Notebook

Hyperparams And Distributions¶

This page introduces the hyperparams, and distributions in Neuraxle. You can find Hyperparams Distribution API here, and Hyperparameter Samples API here.

Hyperparameter is a parameter drawn from a prior distribution. In Neuraxle, we have a few built-in distributions, and we are also compatible with scipy distributions.
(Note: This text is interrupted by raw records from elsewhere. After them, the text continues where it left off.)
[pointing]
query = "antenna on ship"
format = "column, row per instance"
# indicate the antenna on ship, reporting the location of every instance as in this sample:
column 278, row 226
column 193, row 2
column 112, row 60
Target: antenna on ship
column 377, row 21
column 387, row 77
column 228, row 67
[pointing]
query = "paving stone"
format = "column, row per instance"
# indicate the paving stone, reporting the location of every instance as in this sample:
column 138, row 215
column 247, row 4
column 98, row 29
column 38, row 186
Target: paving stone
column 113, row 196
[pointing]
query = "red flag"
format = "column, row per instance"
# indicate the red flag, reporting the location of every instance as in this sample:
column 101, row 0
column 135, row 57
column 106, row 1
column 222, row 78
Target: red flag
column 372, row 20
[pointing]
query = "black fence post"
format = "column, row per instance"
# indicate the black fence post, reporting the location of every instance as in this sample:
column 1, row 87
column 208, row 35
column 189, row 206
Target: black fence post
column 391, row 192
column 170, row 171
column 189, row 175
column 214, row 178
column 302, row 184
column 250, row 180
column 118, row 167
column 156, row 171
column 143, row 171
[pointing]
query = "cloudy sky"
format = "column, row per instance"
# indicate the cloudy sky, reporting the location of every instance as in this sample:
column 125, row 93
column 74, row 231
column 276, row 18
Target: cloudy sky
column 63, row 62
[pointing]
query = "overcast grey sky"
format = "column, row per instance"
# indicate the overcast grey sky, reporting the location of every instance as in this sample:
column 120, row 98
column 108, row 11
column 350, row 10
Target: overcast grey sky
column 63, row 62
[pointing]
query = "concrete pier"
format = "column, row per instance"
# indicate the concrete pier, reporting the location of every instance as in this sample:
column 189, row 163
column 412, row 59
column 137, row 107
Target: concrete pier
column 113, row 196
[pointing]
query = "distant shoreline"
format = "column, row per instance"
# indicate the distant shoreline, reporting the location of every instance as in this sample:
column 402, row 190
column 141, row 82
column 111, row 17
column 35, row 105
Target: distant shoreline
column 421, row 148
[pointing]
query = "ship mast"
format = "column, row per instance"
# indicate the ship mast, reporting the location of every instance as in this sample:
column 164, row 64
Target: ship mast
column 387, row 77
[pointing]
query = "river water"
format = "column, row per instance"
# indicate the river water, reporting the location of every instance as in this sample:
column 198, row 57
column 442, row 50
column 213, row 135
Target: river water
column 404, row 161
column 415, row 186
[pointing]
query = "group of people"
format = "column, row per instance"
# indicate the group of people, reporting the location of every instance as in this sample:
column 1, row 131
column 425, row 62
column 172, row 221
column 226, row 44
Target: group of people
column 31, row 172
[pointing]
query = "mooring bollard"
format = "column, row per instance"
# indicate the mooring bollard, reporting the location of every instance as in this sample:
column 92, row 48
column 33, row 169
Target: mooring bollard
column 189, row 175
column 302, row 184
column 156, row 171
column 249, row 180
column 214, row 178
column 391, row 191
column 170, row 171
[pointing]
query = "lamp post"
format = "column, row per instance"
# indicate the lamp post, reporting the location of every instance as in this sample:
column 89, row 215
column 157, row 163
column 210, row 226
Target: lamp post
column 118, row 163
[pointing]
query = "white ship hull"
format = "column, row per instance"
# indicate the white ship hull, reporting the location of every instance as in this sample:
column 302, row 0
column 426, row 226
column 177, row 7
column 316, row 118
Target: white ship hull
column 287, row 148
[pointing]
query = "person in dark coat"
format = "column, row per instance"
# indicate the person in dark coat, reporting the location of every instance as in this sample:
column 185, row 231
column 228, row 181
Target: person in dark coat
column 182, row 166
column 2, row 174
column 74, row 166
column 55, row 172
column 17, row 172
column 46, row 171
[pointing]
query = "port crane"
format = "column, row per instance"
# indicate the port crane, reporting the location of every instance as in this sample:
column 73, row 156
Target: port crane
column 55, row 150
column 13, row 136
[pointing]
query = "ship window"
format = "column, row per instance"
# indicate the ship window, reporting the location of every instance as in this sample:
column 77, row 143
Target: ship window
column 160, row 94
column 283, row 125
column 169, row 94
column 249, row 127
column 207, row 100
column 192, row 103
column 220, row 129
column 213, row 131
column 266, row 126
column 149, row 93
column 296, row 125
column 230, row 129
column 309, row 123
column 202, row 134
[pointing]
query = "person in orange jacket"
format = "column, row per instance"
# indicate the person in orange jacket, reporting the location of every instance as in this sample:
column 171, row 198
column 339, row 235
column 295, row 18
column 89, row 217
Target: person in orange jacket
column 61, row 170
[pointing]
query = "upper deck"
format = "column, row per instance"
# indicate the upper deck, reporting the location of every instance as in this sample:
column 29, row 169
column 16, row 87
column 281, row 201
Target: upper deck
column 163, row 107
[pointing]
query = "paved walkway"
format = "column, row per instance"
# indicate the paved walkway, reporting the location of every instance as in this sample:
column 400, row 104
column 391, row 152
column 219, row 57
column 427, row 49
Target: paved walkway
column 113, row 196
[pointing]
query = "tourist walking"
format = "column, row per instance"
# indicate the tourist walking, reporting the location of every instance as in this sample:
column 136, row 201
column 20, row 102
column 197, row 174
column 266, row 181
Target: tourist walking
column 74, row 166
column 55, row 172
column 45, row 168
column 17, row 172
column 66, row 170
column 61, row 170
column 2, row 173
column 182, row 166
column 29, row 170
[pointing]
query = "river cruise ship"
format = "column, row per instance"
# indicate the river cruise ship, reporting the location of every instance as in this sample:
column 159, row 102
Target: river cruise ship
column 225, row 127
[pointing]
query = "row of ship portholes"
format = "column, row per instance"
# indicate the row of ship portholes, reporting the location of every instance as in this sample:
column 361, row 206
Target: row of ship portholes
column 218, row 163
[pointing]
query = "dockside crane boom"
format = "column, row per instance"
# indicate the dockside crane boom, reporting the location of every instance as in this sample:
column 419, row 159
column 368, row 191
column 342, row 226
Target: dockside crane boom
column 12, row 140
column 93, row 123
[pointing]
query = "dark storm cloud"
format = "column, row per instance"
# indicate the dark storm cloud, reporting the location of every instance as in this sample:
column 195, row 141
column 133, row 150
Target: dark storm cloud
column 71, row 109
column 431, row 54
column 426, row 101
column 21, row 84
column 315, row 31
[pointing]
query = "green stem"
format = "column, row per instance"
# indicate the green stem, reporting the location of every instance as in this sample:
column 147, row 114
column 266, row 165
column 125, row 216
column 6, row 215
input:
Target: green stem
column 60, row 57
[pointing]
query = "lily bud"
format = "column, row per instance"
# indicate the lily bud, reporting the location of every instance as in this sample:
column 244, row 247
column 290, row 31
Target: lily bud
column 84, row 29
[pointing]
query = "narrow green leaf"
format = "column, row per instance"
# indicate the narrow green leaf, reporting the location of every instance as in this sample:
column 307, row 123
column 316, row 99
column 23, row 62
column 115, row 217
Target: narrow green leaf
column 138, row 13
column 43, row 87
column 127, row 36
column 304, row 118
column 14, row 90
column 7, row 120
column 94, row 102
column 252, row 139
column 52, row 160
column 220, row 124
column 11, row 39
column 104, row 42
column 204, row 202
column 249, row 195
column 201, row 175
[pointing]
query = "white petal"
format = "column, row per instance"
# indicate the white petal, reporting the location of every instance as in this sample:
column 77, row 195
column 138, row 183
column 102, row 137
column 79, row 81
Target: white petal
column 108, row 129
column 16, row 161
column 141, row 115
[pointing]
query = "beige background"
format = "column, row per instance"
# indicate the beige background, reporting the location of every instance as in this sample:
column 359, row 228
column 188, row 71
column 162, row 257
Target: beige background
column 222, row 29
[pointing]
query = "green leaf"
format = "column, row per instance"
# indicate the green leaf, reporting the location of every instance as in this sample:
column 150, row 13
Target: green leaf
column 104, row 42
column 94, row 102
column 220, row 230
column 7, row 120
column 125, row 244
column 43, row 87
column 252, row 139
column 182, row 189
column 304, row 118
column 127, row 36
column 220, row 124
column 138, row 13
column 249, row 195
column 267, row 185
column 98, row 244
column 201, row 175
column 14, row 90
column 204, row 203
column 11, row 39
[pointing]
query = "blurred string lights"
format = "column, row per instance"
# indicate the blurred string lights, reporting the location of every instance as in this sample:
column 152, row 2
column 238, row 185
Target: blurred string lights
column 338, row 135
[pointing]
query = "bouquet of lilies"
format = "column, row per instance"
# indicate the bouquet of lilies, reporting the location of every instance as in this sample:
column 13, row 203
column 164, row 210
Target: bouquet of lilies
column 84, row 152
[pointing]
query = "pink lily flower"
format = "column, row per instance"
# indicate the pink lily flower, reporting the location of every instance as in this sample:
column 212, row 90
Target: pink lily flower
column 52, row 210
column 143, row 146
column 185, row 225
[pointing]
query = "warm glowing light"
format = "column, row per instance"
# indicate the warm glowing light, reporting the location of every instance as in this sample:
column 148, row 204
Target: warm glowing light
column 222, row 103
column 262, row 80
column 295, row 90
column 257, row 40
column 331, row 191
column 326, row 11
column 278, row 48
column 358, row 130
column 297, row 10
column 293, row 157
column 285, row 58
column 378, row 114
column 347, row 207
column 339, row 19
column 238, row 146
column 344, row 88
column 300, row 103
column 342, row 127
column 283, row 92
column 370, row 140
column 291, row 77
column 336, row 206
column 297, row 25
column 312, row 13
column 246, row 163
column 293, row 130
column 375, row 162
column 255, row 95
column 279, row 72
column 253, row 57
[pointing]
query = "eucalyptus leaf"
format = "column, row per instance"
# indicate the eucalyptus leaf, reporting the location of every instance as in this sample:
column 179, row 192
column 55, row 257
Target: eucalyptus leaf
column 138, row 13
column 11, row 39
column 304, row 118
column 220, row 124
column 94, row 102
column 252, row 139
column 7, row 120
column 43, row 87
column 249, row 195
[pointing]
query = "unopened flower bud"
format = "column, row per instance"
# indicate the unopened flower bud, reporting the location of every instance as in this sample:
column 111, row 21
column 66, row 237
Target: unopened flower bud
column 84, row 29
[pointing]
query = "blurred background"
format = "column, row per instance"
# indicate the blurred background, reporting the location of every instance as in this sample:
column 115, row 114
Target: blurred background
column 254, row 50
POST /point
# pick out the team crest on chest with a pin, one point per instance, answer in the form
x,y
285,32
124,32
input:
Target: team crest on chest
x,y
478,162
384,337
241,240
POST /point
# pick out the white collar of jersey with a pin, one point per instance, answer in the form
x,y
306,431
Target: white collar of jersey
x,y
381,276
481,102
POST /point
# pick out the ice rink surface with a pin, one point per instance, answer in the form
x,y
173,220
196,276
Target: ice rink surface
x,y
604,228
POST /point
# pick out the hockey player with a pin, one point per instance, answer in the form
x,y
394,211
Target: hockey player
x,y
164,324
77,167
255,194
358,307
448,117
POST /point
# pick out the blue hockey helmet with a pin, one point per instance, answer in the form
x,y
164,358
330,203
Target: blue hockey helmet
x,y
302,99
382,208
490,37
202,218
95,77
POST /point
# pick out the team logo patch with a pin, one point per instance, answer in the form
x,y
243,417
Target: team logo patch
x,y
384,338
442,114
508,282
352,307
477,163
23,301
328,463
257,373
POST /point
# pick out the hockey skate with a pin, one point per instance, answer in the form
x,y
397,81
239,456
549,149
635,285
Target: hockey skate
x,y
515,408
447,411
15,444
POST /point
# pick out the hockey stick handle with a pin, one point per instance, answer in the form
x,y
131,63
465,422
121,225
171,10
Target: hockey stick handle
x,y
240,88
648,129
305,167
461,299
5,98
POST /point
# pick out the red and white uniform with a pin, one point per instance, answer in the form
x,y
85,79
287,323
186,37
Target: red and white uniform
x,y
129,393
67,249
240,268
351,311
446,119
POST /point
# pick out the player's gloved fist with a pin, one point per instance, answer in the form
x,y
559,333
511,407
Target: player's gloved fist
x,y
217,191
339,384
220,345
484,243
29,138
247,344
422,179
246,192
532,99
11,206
Create a Uniform Distribution:

In [1]:

from neuraxle.hyperparams.distributions import Uniform

hd = Uniform(
    min_included=-10, 
    max_included=10, 
    null_default_value=0
)

Sample the random variable using rvs:

In [2]:

sample = hd.rvs()
print(sample)

-5.873595345744127

Nullify the random variable using nullify:

In [3]:

nullified_sample = hd.nullify()
assert nullified_sample == hd.null_default_value

Get the probability distribution function value at x using pdf:

In [4]:

pdf = hd.pdf(1)
print('pdf: {}'.format(pdf))

pdf: 0.05

Get the cumulative probability distribution function value at x using cdf

In [5]:

cdf = hd.cdf(1)
print('cdf: {}'.format(cdf))

cdf: 0.55

Setting And Updating Hyperparams¶

In Neuraxle, each step has hyperparams of type HyperparameterSamples, and spaces of type HyperparameterSpace.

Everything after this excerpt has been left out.